Socialism for the rich

6 September 2017
Tom Bramble

The Liberals love to say that they’re the party of private enterprise and that free markets must rule.

In the name of capitalist efficiency and consumer choice, essential infrastructure has been sold off to private owners over the last decades. And a range of businesses now provide basic infrastructure and services that in previous generations would have been handled by government: internet service providers, toll roads and bridges, new airports and runways, train, tram and bus operators etc.

But in truth, private enterprise is far from efficient.

Many of these companies could not stand on their own two feet without constant infusions of public money. Whether it’s endless annual subsidies, free land and infrastructure, tax breaks, guaranteed markets or the public sector underwriting loans, governments pump billions of dollars into private operators so that vital services can remain in operation.

The money doesn’t all go to providing for the public. It’s pocketed by company directors, CEOs, bankers and senior partners in the blue ribbon law, accountancy and consultancy firms that run these businesses – and by the directors of the funds management industry that bought them.

In the name of “entrepreneurship” and “efficiency”, politically connected fat cats are bleeding the public dry – it’s socialism for the rich.

The latest example concerns the power industry. It may seem bizarre but Australia, a country blessed with every kind of natural resource, could be heading into another summer of blackouts of the kind that plagued South Australia earlier this year. The Australian Energy Market Operator (AEMO), the agency meant to oversee the secure supply of energy to households and businesses, has just reported:

“We note that absent to changes, we face an increasing and unacceptable risk that there will be insufficient capability in the system to meet National Electricity Market reliability standards. In turn, this exposes consumers to a heightened risk of involuntary and unacceptable load shedding.”

This ridiculous situation is the direct result of the chaos that has resulted from the introduction of the national energy market and the sell-off of the old public sector power industry.

The Turnbull government’s answer to this latest system breakdown? Once again, out comes the cheque book. AEMO, i.e. the government, proposes to pay businesses with diesel generators, as well as gas power stations with spare capacity, to be on standby to pump extra power into the system when blackouts are threatened. And it will throw more millions to big energy users like factories to avoid using power at peak times.

The bill for this largesse for the private sector? A cool $50 million. Energy minister Josh Frydenberg says that this is “not a lot of money in the scheme of things”. Well, no, not if it’s being paid to big business. But the likes of Frydenberg turn into Scrooge when it’s even suggested that these kinds of funds are paid to workers or social security recipients. Then, the cupboard is bare.

The government is now shaping up to dole out yet more funds to the energy industry. Private operator AGL has announced plans to shut down its Liddell coal-fired power station in the Hunter Valley in NSW because it has reached the end of its commercial life.

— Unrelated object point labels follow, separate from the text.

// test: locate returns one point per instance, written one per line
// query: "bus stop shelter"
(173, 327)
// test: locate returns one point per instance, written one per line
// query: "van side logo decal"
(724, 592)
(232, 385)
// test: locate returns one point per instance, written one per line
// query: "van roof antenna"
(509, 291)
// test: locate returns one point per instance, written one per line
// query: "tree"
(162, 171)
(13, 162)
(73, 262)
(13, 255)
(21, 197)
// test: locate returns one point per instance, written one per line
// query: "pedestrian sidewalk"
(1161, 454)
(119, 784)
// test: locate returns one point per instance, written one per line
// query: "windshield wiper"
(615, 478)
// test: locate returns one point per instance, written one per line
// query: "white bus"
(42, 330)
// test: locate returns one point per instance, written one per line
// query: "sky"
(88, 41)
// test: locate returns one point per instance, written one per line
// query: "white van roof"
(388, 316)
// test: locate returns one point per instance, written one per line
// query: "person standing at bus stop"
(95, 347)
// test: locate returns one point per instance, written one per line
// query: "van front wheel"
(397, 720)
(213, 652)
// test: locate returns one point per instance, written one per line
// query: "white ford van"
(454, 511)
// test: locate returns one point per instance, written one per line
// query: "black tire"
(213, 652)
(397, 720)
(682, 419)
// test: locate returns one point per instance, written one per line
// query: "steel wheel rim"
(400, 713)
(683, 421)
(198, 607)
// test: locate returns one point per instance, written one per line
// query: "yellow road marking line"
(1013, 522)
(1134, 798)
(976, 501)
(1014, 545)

The government response: come hell or high water, or more specifically, with the aid of another tranche of government money, Liddell should be kept open.

In news that will shock any naïve “free market” enthusiasts in the LNP, former resources minister Matt Canavan slammed those selfish capitalists at AGL for operating like, well, capitalists: “AGL should be operating with a modicum of the national interest in mind, not just trying to maximise their profits.”

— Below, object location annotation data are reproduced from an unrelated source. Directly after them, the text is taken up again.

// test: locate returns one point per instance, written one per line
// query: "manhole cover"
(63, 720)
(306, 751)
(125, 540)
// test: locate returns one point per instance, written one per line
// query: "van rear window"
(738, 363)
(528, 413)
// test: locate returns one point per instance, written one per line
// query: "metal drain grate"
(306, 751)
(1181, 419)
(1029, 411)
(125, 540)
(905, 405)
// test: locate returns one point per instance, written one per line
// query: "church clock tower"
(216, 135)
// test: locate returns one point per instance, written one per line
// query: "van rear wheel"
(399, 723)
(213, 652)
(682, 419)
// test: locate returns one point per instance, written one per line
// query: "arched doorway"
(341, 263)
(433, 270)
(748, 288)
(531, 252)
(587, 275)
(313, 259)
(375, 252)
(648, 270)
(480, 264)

In case you’re thinking this might herald a big shift in government thinking, perhaps with bosses soon being ordered to keep factories open rather than sack workers, rest assured: nothing has changed at LNP HQ. The “national interest” that Canavan has in mind is the interest of Big Coal.

His main gripe is that Liddell’s closure will hurt BHP, Rio Tinto and others, which are facing the prospect that gushing revenues generated by supplying highly subsidised coal fired power stations will start to dry up as these stranded assets come to the end of their profitable lives.

Stand by for news of some stitch-up to keep Liddell going for even more years, courtesy of still more government money.

Make no mistake, the government should intervene. But only to nationalise the energy industry and guarantee the energy supply as a human right. The Liberal party, however, while prattling on about “efficiency”, “competition” and “consumer choice”, only wants to intervene to channel money from the public purse into the pockets of the silk-suited rich.